Nonlinear Viscoelasticity of Silicone Carbide Whisker-Filled Liquid Crystalline Polymer Melts

Abstract

Dynamic viscoelasticity of melts of semi-aromatic liquid crystalline polymer (LCP) and its silicone carbide (SiC) whisker-filled compounds was measured to analyze quantitatively their nonlinear viscoelastic properties by Fourier expansion of the shear stress wave. For LCP the tertiary terms, G'3 and G″3, are considerably smaller than their primary terms, G'1 and G″1, i.e. their viscoelasticity is almost linear.
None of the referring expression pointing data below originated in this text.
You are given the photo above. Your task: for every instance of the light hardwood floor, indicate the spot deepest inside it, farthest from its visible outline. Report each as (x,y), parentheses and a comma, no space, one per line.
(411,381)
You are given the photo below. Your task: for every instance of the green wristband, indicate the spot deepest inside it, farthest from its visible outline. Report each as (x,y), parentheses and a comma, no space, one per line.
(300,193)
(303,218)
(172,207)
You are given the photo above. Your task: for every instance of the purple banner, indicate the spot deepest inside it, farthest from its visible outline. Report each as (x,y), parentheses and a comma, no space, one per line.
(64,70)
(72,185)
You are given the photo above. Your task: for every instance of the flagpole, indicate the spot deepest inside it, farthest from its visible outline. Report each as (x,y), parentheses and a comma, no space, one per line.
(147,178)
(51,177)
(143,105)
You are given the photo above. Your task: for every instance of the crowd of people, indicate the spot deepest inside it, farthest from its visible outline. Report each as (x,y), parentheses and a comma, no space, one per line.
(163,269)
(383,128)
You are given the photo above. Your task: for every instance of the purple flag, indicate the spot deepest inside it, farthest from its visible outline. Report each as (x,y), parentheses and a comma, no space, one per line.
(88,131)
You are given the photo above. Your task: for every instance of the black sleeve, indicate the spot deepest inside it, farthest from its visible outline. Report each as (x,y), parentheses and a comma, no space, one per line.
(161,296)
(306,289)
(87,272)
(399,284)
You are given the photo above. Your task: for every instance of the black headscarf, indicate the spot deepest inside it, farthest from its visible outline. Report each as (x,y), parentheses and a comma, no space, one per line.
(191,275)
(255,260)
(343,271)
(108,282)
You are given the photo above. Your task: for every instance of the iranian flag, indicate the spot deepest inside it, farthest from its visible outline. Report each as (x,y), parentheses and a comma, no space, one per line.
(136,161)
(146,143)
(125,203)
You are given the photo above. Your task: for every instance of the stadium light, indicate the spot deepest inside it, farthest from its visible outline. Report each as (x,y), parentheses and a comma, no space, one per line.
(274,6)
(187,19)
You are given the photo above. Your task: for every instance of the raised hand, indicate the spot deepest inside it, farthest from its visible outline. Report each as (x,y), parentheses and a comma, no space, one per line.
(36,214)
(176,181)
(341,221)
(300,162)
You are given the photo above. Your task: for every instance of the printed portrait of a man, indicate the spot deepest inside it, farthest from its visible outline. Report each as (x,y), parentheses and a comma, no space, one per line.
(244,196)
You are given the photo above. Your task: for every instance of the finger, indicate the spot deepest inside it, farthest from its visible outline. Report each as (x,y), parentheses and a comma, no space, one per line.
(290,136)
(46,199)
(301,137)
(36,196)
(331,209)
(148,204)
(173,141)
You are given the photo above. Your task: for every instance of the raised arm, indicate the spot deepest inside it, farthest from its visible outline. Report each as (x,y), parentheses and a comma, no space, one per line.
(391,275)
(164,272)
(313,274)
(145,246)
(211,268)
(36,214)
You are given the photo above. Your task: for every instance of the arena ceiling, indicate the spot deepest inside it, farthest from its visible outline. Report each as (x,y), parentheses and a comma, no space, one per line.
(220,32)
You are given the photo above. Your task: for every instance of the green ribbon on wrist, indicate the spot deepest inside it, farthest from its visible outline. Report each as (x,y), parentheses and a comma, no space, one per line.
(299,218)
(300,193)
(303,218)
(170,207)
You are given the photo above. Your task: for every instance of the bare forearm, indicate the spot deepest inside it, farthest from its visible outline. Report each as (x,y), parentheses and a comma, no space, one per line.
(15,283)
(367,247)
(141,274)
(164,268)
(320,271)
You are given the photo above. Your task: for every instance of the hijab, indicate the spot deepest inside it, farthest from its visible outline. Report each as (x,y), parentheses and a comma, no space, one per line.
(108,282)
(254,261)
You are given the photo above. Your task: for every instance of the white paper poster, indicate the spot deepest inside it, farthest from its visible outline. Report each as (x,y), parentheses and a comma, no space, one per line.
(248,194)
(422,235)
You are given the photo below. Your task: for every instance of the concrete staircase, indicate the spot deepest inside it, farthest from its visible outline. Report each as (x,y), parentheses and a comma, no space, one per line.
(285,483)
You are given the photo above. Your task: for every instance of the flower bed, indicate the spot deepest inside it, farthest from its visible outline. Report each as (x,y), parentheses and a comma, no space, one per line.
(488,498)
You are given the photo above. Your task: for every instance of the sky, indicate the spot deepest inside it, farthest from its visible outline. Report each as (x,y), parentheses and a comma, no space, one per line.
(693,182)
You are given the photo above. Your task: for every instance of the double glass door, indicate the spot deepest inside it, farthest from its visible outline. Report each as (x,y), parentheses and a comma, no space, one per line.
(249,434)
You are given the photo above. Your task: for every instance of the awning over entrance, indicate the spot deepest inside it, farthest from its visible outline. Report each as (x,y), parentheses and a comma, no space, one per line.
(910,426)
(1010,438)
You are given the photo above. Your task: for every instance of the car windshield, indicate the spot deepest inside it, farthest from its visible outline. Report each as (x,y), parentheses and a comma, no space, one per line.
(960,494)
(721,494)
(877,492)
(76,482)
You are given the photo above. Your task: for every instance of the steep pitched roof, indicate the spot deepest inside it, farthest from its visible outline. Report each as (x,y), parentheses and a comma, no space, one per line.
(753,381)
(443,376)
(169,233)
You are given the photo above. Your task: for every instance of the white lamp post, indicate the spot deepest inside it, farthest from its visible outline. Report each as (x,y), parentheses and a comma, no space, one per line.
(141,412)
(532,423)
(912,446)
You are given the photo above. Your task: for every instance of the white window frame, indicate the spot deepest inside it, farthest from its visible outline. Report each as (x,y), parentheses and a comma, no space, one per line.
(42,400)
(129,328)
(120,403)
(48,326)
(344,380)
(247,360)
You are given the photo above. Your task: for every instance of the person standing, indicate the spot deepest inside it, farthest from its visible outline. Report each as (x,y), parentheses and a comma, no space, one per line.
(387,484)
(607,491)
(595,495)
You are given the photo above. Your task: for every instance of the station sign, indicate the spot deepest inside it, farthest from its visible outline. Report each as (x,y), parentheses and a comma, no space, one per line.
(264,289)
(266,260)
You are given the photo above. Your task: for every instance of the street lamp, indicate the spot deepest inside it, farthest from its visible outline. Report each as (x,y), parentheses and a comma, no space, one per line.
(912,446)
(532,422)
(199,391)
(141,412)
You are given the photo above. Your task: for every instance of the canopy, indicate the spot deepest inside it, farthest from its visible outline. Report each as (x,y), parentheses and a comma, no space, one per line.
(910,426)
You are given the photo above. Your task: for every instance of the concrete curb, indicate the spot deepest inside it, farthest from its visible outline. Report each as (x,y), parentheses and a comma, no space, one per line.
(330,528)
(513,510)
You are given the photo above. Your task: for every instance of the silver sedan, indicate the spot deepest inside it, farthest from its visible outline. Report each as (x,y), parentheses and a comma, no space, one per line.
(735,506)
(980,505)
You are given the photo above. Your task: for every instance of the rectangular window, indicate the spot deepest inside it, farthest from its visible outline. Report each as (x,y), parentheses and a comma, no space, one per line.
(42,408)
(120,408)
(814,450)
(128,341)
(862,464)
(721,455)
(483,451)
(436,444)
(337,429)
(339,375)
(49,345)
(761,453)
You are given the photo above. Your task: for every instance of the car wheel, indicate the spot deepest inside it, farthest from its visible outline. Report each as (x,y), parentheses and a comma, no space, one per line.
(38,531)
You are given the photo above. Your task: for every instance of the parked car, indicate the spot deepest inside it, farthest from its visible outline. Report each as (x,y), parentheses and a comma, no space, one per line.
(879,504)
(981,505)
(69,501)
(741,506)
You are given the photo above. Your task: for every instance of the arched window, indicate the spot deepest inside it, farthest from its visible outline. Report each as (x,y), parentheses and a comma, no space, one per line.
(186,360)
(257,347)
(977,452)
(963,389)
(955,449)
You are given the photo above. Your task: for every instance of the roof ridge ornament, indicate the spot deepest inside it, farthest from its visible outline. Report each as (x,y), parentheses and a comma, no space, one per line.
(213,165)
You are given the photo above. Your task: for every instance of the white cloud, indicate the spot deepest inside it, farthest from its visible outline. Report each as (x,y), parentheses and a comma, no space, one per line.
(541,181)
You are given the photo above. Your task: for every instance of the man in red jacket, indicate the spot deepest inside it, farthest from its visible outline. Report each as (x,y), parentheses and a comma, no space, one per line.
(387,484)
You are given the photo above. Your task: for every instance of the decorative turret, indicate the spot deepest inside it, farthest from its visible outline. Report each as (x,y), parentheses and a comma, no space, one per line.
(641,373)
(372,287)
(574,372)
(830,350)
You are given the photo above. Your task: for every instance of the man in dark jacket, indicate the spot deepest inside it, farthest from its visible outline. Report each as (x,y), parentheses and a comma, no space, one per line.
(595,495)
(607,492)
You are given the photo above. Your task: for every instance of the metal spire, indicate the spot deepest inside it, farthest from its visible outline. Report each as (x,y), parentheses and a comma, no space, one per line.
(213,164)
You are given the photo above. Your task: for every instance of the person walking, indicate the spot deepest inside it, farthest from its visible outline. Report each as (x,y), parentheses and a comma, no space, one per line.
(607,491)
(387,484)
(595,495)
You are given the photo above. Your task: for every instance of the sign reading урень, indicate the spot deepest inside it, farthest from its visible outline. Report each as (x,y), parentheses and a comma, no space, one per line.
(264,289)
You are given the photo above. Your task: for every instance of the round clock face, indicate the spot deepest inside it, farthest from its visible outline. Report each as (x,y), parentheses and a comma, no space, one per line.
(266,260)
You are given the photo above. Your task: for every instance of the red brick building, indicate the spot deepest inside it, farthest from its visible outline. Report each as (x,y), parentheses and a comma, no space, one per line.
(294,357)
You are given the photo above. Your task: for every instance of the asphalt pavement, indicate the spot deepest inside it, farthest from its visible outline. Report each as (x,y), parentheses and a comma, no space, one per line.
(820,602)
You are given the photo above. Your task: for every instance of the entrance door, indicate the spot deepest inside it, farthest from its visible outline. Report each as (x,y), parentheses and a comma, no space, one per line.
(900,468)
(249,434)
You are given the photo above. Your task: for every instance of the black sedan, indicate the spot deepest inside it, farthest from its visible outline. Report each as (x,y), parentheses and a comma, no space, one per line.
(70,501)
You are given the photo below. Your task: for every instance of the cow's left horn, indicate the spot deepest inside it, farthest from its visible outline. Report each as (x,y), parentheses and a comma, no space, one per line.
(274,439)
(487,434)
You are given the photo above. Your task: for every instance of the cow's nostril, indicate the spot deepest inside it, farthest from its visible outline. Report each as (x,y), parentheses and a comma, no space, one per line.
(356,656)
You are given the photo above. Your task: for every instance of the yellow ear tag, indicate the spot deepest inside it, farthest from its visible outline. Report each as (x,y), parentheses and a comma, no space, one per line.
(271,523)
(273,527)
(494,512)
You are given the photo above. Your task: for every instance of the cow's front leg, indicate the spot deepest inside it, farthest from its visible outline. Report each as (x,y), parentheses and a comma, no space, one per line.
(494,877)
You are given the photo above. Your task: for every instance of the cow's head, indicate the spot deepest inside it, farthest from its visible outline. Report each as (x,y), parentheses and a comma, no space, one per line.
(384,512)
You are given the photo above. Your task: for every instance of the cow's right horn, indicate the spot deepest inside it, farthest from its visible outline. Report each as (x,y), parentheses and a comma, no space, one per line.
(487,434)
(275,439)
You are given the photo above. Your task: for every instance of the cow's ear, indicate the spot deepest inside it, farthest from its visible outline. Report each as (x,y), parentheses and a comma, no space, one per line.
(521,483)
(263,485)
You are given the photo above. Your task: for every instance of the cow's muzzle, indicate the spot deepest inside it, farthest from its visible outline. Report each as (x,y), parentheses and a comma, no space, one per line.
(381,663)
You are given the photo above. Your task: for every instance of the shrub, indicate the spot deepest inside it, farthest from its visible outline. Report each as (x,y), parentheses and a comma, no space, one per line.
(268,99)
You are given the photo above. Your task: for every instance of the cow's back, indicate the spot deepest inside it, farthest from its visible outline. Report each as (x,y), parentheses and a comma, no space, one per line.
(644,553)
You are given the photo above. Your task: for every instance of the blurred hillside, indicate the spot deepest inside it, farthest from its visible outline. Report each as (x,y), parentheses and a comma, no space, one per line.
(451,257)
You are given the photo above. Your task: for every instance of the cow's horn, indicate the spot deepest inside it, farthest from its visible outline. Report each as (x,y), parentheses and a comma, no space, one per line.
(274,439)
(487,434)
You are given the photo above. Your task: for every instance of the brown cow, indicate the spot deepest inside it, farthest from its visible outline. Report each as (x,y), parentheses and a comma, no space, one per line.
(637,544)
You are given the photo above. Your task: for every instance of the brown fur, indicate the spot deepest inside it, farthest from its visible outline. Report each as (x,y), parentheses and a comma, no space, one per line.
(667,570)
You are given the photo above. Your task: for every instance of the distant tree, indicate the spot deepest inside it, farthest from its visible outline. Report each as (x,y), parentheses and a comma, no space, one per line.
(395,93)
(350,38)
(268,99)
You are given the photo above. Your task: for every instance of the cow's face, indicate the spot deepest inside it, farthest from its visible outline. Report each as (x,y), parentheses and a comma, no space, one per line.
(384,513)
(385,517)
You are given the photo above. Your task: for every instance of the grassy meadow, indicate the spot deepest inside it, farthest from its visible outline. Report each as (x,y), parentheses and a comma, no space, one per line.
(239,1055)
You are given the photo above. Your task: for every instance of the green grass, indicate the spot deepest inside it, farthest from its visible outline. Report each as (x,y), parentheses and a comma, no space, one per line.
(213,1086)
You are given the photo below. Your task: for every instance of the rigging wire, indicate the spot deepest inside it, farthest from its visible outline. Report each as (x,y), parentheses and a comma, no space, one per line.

Viscoelastic behaviour of the silicone carbide whisker-filled LCP system was compared with that of the carbon fiber (CF)- and glass fiber (GF)-filled LCP systems presented in [18]. The CF/LCP system shows a dependence of the oscillatory angle upon its G'i and G″i, making both accordingly decrease with increasing i from 1 to 3 and 5. The G'3 and G″3 values of the polymer system, compared to its G'1 and G″1 counterparts, are sufficiently large not to be negligible, suggesting that the system's viscoelasticity is nonlinear. Furthermore, the SiC whisker-filled LCP system was examined for the dependence of the ratios G'i/G'1 and G″i/G″1 (i = 3, 5), and Gi/G1 (i = 3, 5, 7) as indicators of the degree of viscoelastic nonlinearity upon angular frequency. The results did not show any significant difference between G'3/G'1 and G'5/G'1 values, or between G″3/G″1 and G″5/G″1 values. The ratio Gi/G1 (i = 3, 5, 7), representing the nonlinearity of viscoelasticity of the system, however, is higher with an increase in the oscillatory angle.